Thursday, May 05, 2005

All the news that's fit to ignore

The top-level government memo marked "SECRET AND STRICTLY PERSONAL," dated eight months before Bush sent us into Iraq, following a closed meeting with the President, reads, "Military action was now seen as inevitable. Bush wanted to remove Saddam through military action justified by the conjunction of terrorism and WMD. But the intelligence and facts were being fixed around the policy."

Read that again: "The intelligence and facts were being fixed...."

[...]

The memo, uncovered this week by the Times, goes on to describe an elaborate plan by George Bush and British Prime Minister Tony Blair to hoodwink the planet into supporting an attack on Iraq knowing full well the evidence for war was a phony.

A conspiracy to commit serial fraud is, under federal law, racketeering.

[...]

Now sharp readers may note they didn't see this memo, in fact, printed in the New York Times. It wasn't.

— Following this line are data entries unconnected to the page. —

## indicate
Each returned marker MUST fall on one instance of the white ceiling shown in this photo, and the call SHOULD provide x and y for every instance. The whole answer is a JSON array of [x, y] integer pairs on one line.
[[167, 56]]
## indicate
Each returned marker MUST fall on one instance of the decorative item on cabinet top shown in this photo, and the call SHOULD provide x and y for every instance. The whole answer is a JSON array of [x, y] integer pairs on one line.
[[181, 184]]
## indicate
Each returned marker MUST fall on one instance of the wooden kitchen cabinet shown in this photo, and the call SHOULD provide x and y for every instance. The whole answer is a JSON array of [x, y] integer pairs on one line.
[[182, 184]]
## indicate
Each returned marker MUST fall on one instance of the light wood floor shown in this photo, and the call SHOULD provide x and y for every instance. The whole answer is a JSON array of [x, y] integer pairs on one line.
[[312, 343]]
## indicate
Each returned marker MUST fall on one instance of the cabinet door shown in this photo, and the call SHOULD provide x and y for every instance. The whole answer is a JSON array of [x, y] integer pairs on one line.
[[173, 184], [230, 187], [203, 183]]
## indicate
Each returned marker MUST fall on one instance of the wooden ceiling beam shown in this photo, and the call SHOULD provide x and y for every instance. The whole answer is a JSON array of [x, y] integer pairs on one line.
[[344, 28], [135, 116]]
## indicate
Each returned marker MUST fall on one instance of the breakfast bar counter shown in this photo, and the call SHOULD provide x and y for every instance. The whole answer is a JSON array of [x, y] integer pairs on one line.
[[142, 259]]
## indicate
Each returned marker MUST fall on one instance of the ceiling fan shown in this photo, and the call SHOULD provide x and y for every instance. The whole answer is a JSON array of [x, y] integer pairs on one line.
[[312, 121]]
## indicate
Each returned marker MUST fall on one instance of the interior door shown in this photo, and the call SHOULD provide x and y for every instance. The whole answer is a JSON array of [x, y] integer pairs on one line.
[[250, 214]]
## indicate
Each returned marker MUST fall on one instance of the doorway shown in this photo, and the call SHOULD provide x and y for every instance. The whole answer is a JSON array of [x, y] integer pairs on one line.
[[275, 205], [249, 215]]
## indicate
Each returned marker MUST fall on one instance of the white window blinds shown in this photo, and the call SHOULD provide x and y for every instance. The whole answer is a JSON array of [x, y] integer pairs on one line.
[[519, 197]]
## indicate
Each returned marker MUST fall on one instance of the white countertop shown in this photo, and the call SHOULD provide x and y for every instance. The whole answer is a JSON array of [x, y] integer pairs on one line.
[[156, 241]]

Rather, it was splashed across the front pages of the Times of LONDON on Monday.

It has effectively finished the last, sorry remnants of Tony Blair's political career. (While his Labor Party will most assuredly win the elections Thursday, Prime Minister Blair is expected, possibly within months, to be shoved overboard in favor of his Chancellor of the Exchequer, a political execution which requires only a vote of the Labour party's members in Parliament.)

But in the US, barely a word. The New York Times covers this hard evidence of Bush's fabrication of a casus belli as some "British" elections story. Apparently, our President's fraud isn't "news fit to print."